Ground morning glory
Convolvulus sabatius

Zones: Perennial in zones 9-11 or areas over 20 F

Height/Spread: Groundcover 1 foot tall and spreads 3 feet in diameter

Exposure: Full sun

Bloom Time: Spring through fall, year-round in mild winter regions

Color: Lavender-blue

Forms a mat of green leaves with funnel-shaped flowers.

Photo by: Sari ONeal / Shutterstock.

Cardinal climber
Ipomoea xmultifida (I. sloteri)

Zones: Annual, perennial in zones 9-11 or areas over 45 F

Height/Spread: 6 to 12 feet tall, 1 to 2 feet wide

Exposure: Full sun

Bloom Time: Summer

Color: Bright red

A favorite of hummingbirds, with bright red tubular flowers and deeply cut foliage.


  • Morning glory vines will quickly cover trellises, pergolas, arches and fences.
  • Use them to create a colorful wall or to cover an unsightly area.
  • Fashion a living fence, porch or deck railing.
  • Plant vines in containers with a supporting trellis.
  • Drape out of a hanging basket; they will also twine up the hangers.
  • Grow responsibly in areas where reseeding is acceptable.
  • Some varieties are considered invasive in certain areas, check locally before planting.
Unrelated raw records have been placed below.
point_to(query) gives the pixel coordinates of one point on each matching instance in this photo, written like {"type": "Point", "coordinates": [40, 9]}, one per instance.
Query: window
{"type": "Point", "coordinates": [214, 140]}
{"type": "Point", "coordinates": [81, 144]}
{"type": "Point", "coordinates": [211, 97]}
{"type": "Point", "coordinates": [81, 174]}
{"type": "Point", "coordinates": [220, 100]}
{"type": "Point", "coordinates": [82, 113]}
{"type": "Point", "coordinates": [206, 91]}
Blue My Mind® dwarf morning glory.
Photo: Proven Winners.


For true blue color in the landscape, few plants can rival the vivid blue flowers of dwarf morning glory (Evolvulus). A close relative of the more typical vining morning glory, evolvulus plants are more compact, producing mounds of fuzzy silvery-green foliage topped with 1/2-inch trumpet shaped flowers. This heat lover blooms nonstop from planting until frost, pairing well with most other flower and foliage colors.

Evolvulus prefers full sun and is drought tolerant once established. The mounding spreading habit is versatile in containers, for pathway and border edging, or massed in the landscape. Like other morning glories, the flowers close up in the afternoons or during hotter weather.

Varieties of dwarf morning glory include Blue My Mind® and Blue My Mind® XL, which has a more vigorous growth habit.